Der Zentralrat der Juden hat jüdische Besucher vor dem Deichbrand-Festival im Landkreis Cuxhaven gewarnt. „Für jüdische Festivalbesucher ist der Besuch dieser Veranstaltung mit einem solchen Headliner in jedem Fall kein sicherer Ort mehr“, teilte ein Sprecher des Zentralrates der Juden auf Nachfrage der Nordsee-Zeitung mit. Der Zentralrat ist der Dachverband aller jüdischen Gemeinden und deren politische Vertretung.
Wer ist der umstrittene US-Rapper Macklemore?

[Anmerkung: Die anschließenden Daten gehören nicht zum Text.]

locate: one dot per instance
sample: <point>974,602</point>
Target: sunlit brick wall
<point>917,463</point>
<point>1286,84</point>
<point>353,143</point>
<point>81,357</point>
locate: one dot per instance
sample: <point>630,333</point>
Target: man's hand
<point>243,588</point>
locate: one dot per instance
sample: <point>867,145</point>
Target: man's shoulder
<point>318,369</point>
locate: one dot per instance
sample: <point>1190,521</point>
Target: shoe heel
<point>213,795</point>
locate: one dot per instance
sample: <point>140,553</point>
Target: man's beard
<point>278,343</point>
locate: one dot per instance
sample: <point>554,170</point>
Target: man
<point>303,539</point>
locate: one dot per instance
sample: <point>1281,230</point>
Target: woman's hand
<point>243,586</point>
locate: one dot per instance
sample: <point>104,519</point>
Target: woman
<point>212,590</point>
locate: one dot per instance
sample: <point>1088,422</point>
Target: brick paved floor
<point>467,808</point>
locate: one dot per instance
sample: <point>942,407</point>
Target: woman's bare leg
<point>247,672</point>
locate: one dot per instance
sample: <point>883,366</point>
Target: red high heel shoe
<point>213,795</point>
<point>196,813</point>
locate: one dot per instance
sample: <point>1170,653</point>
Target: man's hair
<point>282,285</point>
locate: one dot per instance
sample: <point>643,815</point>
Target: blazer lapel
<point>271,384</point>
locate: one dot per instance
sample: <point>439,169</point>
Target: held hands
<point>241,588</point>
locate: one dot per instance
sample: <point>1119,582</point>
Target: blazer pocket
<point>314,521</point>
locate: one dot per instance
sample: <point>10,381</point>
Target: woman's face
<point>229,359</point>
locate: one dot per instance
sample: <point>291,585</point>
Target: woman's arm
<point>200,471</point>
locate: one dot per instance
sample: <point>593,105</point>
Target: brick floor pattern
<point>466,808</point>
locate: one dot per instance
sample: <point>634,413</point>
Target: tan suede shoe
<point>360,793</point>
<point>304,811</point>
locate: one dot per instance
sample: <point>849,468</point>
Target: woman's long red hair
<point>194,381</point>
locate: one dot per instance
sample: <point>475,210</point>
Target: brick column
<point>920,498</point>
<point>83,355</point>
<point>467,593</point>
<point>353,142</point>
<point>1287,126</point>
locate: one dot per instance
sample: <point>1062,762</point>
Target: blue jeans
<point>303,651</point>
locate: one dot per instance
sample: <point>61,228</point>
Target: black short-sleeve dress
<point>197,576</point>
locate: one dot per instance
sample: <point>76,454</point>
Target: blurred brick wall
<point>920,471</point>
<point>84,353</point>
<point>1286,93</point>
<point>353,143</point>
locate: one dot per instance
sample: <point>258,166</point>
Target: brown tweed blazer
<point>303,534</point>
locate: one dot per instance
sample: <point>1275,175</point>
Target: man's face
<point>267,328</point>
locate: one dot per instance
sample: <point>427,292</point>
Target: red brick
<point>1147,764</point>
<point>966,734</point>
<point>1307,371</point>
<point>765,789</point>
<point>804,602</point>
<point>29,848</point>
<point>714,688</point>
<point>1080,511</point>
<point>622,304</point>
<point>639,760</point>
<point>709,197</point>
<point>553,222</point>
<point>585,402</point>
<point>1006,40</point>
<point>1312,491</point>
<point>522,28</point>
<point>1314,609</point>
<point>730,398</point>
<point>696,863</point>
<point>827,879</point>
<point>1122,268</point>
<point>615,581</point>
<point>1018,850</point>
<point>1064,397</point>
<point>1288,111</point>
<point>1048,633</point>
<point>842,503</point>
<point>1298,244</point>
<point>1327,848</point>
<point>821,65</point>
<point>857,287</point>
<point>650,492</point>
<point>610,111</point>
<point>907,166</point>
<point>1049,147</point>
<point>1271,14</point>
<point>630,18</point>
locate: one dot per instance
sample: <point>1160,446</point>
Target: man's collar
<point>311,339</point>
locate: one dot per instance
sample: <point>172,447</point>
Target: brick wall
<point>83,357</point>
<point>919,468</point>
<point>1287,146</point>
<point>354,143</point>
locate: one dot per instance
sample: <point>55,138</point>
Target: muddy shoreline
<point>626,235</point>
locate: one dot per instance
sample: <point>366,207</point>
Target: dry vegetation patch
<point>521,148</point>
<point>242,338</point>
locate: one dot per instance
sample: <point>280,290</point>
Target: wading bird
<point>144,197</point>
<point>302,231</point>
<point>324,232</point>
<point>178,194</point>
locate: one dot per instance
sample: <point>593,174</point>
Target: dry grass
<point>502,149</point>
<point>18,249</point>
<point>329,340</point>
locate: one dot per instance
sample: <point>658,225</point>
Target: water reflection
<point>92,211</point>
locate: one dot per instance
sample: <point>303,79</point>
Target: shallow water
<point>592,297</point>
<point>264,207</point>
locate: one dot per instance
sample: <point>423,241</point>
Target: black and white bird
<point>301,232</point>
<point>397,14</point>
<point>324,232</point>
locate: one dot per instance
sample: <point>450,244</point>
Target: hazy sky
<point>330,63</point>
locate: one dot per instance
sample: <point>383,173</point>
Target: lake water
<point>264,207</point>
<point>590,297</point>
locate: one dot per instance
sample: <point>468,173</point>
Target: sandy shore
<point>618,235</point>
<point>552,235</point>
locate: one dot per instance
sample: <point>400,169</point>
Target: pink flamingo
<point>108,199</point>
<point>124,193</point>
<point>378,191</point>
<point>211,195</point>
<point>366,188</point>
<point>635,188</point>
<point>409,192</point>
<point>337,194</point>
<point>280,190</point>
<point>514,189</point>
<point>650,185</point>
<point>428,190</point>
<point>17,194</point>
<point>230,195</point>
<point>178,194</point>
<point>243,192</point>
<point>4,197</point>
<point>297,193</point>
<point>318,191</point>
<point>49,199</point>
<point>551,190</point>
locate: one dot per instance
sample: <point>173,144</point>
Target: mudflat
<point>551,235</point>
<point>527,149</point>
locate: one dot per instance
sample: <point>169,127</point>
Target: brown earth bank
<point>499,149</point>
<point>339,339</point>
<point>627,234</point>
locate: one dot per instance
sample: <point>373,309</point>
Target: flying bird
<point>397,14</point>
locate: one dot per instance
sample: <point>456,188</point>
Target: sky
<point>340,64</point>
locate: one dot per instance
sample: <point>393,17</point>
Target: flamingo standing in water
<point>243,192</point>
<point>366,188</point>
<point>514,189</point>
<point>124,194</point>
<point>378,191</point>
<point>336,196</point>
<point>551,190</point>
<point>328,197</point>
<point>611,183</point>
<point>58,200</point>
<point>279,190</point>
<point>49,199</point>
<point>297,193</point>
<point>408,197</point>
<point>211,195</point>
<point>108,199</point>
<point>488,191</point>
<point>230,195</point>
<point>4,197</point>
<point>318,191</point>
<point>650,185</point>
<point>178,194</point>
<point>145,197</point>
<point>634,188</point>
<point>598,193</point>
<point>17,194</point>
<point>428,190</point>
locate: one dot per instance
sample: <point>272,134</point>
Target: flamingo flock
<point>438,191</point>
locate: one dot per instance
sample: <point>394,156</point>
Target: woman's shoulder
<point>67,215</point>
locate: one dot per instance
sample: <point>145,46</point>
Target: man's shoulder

Mit seiner Kritik bezieht sich der Zentralrat auf den geplanten Auftritt des umstrittenen US-Rappers Macklemore, der im Line-up sogar als Headliner, also als Hauptattraktion, geführt wird. Der 41-Jährige aus Seattle, der mit bürgerlichem Namen Ben Haggerty heißt, sieht sich seit zehn Jahren immer wieder mit Antisemitismus-Vorwürfen konfrontiert.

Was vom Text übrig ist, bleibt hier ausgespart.